For the spacetime diagram in Q1, I got a wordline for the beacon as a straight vertical line, intersecting that of ship at x=c^2/a. I'm not quite sure about this.

Problem statement
Q1
(e) The pulse is received by the observer at the observer’s proper time R. Show that this
event can be represented, with respect to the origin of S, by the position four vector
$$s_R=(c^2/a)(\sinh{(a\tau_R/c)}\textbf{e}_0+\cosh{(a\tau_R/c)}\textbf{e}_1)$$

(f) The world line of the pulse (consisting of zero-rest mass particles) can then be parameterised
in terms of the affine parameter as
$$s(\lambda)=s_E (1-\lambda)+s_R\lambda$$
Write down the four-velocity u of this pulse.

(g) Using the fact that u is a null vector, show that u0 = u1.

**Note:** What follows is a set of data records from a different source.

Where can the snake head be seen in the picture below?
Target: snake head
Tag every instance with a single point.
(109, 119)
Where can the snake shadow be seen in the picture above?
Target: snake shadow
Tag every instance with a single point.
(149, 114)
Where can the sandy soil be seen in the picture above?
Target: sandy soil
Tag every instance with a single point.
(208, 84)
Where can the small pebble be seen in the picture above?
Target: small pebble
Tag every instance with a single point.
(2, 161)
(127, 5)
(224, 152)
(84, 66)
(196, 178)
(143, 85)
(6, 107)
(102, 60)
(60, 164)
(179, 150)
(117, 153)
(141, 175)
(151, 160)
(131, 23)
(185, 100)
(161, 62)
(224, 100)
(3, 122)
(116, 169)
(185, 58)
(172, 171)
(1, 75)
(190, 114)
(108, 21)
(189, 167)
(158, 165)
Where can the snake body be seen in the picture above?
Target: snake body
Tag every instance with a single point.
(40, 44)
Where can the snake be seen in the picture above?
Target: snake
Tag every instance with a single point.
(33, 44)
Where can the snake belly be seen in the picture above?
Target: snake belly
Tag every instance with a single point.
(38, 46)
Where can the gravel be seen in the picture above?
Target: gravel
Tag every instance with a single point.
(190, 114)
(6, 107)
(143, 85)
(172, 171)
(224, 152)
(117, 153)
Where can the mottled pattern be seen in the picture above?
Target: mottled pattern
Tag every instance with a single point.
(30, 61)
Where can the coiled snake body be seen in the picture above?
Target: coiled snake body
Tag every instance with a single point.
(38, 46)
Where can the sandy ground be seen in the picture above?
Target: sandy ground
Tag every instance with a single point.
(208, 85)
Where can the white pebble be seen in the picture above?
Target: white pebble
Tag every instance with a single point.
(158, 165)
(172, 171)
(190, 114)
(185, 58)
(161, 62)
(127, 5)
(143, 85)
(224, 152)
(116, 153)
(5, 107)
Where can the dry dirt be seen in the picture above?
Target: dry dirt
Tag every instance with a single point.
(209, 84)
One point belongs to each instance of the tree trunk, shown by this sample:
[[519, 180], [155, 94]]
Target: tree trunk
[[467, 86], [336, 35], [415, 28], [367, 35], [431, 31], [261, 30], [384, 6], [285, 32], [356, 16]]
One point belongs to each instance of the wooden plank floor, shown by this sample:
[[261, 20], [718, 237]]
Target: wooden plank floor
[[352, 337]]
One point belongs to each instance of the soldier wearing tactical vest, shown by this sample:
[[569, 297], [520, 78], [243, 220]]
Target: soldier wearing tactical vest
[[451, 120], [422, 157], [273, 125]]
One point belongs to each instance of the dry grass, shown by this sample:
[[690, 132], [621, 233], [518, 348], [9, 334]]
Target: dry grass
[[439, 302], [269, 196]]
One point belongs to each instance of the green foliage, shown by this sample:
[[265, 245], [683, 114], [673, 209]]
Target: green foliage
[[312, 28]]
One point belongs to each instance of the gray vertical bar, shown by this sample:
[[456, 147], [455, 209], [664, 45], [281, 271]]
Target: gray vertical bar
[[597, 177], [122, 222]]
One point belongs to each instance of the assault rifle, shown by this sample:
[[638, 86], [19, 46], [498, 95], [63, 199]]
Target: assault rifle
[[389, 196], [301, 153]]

(h) Using the result of part (g), show that the time of reception of the pulse will be given
by:
$$\tau_R=-(c/a)\ln{(1-at_E/c)}$$

Attempt at a solution
Q1
(e)
I had no issues with this part.

(f)
subbing in s_E and s_R and evaluating, assuming my algebra is correct:
$$s(\lambda)=(ct_E(1-\lambda)+\lambda(c^2/a)\sinh{(a\tau_R/c)})\textbf{e}_0+((c^2/a)(1-\lambda)+\lambda(c^2/a)\cosh{(a\tau_R/c)}))\textbf{e}_1$$
then, the four-velocity is, by differentiating:
$$\textbf{u}=(\lambda c)(\cosh{(a\tau_R/c)}\textbf{e}_0+\sinh{(a\tau_R/c)}\textbf{e}_1)$$

(g)
for a null vector the absolute value should be 0:
$$\sqrt{(u_0)^2+(u_1)^2}=0$$
$$\pm((u_0)^2+(u_1)^2)=0$$

(h) I am not sure how to use the result of part (g) when solving for tau_R. Is the idea to substitute this into the four-vector derived in part (f)?